A mass immunisation campaign targeting 85 million children in west and central Africa will be launched this weekend to halt the virus which spread out from northern Nigeria and sparked outbreaks in 17 African countries since 2008.
Only one polio case has been recorded so far this year in Nigeria, against 42 cases at this time a year ago in Africa's most populous nation, according to the United Nations agency.
"Nigeria's success is Africa's success. If we can eradicate polio in Nigeria we should be able to have Africa polio-free very quickly," WHO spokesman Rod Curtis told Reuters. "It is looking incredible."
Polio, which spreads in areas with poor sanitation, attacks the nervous system and can cause irreversible paralysis within hours of infection. Children under the age of 3 are most vulnerable to the disease that until the 1950s crippled thousands of people every year in rich nations.

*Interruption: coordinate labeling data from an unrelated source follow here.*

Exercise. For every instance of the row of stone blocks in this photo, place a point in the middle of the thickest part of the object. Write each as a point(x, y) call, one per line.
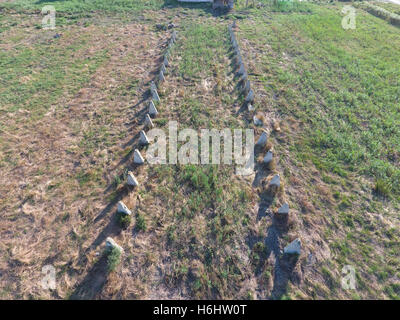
point(143, 139)
point(283, 212)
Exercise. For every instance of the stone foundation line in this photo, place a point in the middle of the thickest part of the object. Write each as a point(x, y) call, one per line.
point(148, 123)
point(240, 70)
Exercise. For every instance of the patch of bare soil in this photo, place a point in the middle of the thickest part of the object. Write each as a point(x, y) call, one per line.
point(55, 203)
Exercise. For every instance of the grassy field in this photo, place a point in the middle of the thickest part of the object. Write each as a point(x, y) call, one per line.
point(71, 108)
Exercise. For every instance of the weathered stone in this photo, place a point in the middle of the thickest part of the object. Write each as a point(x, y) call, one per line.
point(276, 181)
point(143, 140)
point(163, 69)
point(148, 122)
point(293, 248)
point(137, 157)
point(250, 96)
point(257, 121)
point(122, 208)
point(153, 86)
point(237, 52)
point(268, 157)
point(247, 87)
point(111, 244)
point(152, 109)
point(166, 62)
point(234, 44)
point(241, 70)
point(262, 141)
point(244, 77)
point(154, 94)
point(284, 210)
point(132, 181)
point(161, 76)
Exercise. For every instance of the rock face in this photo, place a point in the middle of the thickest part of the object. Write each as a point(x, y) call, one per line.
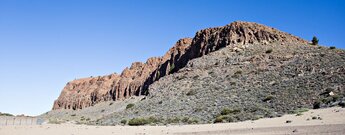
point(135, 80)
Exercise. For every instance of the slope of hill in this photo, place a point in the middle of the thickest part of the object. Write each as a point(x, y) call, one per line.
point(134, 81)
point(237, 72)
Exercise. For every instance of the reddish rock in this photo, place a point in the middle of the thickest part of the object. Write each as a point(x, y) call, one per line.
point(135, 80)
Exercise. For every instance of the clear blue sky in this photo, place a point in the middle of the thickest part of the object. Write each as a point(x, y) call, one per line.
point(44, 44)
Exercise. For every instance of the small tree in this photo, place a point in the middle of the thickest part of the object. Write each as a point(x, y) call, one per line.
point(315, 41)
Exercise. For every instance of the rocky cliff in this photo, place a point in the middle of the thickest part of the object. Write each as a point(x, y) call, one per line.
point(135, 80)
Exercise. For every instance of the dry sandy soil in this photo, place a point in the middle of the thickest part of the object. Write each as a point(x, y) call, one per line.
point(316, 122)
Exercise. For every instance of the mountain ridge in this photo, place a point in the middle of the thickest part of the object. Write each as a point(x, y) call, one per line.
point(135, 80)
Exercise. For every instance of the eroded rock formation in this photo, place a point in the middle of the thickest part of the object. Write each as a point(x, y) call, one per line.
point(135, 80)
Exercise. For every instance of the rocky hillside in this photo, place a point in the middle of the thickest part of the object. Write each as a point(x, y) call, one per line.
point(134, 81)
point(230, 85)
point(241, 71)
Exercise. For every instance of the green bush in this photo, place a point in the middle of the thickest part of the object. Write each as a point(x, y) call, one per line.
point(138, 122)
point(124, 121)
point(218, 119)
point(317, 105)
point(268, 98)
point(315, 41)
point(129, 106)
point(227, 111)
point(191, 93)
point(172, 67)
point(269, 51)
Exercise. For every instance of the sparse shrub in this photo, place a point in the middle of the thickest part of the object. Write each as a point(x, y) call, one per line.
point(172, 67)
point(124, 121)
point(225, 111)
point(237, 74)
point(315, 41)
point(218, 119)
point(193, 121)
point(5, 114)
point(173, 120)
point(269, 51)
point(137, 122)
point(191, 93)
point(129, 106)
point(268, 98)
point(54, 121)
point(317, 105)
point(185, 119)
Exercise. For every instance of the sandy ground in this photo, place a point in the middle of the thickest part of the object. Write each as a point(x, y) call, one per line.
point(331, 121)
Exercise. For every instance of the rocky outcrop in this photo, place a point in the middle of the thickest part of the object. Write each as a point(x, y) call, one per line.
point(135, 80)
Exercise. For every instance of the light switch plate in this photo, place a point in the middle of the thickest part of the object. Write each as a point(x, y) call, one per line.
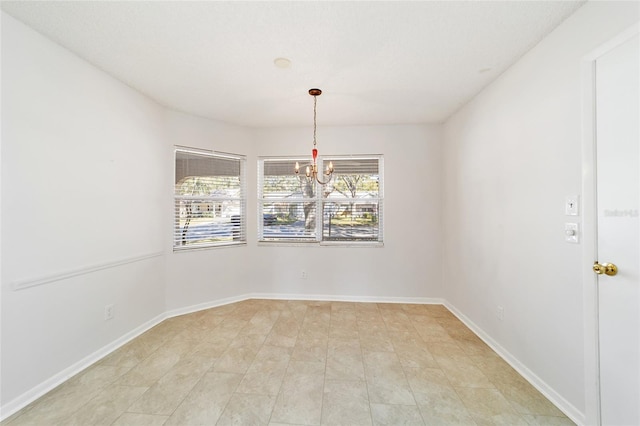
point(571, 233)
point(571, 203)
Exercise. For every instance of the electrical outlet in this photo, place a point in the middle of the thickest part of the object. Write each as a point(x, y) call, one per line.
point(108, 312)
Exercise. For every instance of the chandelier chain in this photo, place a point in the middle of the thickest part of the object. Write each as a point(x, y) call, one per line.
point(315, 102)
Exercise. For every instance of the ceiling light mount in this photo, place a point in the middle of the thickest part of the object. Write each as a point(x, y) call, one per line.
point(312, 168)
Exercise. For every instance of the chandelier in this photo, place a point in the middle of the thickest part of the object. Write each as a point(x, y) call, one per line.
point(312, 168)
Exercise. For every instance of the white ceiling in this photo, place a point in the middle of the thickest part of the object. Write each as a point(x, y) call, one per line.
point(376, 62)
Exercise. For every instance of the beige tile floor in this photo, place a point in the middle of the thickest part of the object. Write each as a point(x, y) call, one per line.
point(267, 362)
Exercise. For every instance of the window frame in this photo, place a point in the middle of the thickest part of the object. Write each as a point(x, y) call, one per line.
point(239, 238)
point(319, 200)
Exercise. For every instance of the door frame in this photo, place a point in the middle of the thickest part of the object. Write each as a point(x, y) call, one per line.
point(589, 226)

Nigeria has struggled to contain polio since some northern states imposed a year-long vaccine ban in mid-2003. Some state governors and religious leaders in the predominantly Muslim north alleged the vaccines were contaminated by Western powers to spread sterility and HIV/AIDS among Muslims.
But traditional leaders throughout the country pledged in January 2009 to support immunisation campaigns and are pushing parents to have their children vaccinated, the WHO says.
"Traditional and religious leadership has facilitated us reaching more children. The number of cases has collapsed," Curtis said, noting there was a total of 388 cases last year.
More than 80 percent of children under five have been vaccinated against polio in most Nigerian states, he said.
But gaps remain, with somewhat lower immunisation rates reported in Kano, long considered the epicentre of polio in the country, and other northern urban areas, he added.
"If we can reach 80 percent of children for three campaigns in a row, then we can eradicate polio from Nigeria," Curtis told a news briefing.
The first wave of infection in countries surrounding Nigeria has petered out, with no new cases reported in the last six months, Curtis said.
"However, the second wave spread west as far as Mauritania and that is where we are focusing our most intense efforts at the moment," he stressed.
The synchronised campaign starts this weekend in 16 countries, followed by Ivory Coast, Niger and Togo which postponed immunisation due to political unrest or elections.
Some 400,000 volunteers will take part in the door-to-door campaign to administer two drops of oral polio vaccine to every child under five years old.
Polio is also endemic in Afghanistan, India and Pakistan, according to the WHO which has spearheaded the Global Polio Eradication Initiative since 1988. Polio paralysed nearly 1,000 children every day at the time and was endemic in 125 countries.
Worldwide there have been 34 cases so far this year, against 91 at this time in 2009. In 2009 there were 1,606 cases in all.